On March 21st, at 2:02 PM EST, engineering received reports of elevated page load times in the Customer Portal. Investigation began immediately, and mitigations were implemented by 2:21 PM EST, at which time page load times returned to normal.

Root Cause

A bug in an asynchronous process occurred shortly after midnight on March 21st, causing the process to slowly increase its resource consumption. The unfettered resource consumption reached a critical point in the early afternoon, resulting in increased latency in Customer Portal requests. Once the source was identified, the asynchronous process was instantly terminated, releasing the resources.

Due to the gradual nature of the resource consumption, our alerting failed to detect the issue until it began to affect other systems.
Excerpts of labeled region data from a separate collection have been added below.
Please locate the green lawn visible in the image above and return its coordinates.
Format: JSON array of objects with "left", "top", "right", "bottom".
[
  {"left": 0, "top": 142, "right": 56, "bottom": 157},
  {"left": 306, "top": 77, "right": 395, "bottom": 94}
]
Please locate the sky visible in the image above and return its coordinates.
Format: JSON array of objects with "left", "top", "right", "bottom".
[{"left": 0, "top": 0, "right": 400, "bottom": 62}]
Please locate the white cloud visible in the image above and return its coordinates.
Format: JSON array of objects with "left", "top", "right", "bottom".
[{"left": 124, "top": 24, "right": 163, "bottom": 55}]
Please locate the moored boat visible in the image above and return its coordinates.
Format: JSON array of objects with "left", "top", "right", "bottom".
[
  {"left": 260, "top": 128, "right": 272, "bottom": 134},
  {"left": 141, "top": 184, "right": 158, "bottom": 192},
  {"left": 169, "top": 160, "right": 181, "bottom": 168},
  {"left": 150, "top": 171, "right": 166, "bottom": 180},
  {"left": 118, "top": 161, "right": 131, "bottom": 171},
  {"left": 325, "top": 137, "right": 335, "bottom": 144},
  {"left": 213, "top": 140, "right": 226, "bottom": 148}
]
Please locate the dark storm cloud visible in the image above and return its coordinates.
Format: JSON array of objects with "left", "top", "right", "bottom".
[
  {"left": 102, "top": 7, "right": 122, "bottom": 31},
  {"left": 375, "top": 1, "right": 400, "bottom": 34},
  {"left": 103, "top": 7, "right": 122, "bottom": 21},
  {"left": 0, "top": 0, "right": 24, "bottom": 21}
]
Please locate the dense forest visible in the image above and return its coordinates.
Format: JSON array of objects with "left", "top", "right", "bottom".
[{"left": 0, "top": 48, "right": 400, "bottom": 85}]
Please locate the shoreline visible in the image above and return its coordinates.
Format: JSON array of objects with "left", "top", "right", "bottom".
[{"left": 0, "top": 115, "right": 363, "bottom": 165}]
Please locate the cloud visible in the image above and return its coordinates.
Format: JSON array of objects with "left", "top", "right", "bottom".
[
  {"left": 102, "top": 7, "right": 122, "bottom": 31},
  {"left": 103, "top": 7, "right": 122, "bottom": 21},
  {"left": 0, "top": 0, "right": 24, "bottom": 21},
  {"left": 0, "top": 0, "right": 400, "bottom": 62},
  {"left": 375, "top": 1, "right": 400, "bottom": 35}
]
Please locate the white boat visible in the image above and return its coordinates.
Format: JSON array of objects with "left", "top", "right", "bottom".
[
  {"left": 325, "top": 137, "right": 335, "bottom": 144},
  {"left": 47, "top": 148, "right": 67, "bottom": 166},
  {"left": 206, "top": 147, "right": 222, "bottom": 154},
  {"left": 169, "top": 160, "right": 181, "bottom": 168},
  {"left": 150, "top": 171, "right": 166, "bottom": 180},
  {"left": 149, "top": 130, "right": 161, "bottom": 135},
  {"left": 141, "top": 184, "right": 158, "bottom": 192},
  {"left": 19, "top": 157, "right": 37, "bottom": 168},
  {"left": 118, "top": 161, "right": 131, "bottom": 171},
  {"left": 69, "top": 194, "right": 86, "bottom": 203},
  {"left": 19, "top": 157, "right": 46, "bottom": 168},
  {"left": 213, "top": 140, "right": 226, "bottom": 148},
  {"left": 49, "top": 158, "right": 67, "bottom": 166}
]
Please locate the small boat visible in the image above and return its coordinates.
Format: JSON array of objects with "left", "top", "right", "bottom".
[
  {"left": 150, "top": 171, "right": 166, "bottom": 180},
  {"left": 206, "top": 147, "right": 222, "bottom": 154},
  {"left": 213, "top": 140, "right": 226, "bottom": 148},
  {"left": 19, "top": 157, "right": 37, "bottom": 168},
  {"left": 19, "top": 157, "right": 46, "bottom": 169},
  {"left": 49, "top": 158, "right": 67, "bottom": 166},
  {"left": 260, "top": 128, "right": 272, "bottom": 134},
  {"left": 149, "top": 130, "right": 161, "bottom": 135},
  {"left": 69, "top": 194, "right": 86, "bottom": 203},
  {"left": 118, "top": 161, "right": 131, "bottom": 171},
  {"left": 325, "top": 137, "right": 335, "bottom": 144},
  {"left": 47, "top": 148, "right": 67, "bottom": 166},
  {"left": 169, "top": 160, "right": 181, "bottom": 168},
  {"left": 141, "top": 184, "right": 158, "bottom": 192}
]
Going forward, we plan to implement mechanisms to prevent such runaway processes from consuming resources. We also plan to add alerting to actively detect latency increases over longer periods, to prevent such scenarios from impacting customer requests.

Posted 3 months ago. Apr 01, 2019 - 14:52 EDT

Resolved
This incident has been resolved.
Posted 3 months ago. Mar 22, 2019 - 11:14 EDT
Monitoring
We have implemented mitigations and page load times have returned to normal. We will actively monitor the Customer Portal for any issues.
Posted 3 months ago. Mar 21, 2019 - 17:21 EDT
Investigating
We are currently investigating reports of elevated page load times in the Customer Portal. We will update as soon as we have more details.
Posted 3 months ago. Mar 21, 2019 - 14:01 EDT
This incident affected: Customer Portal.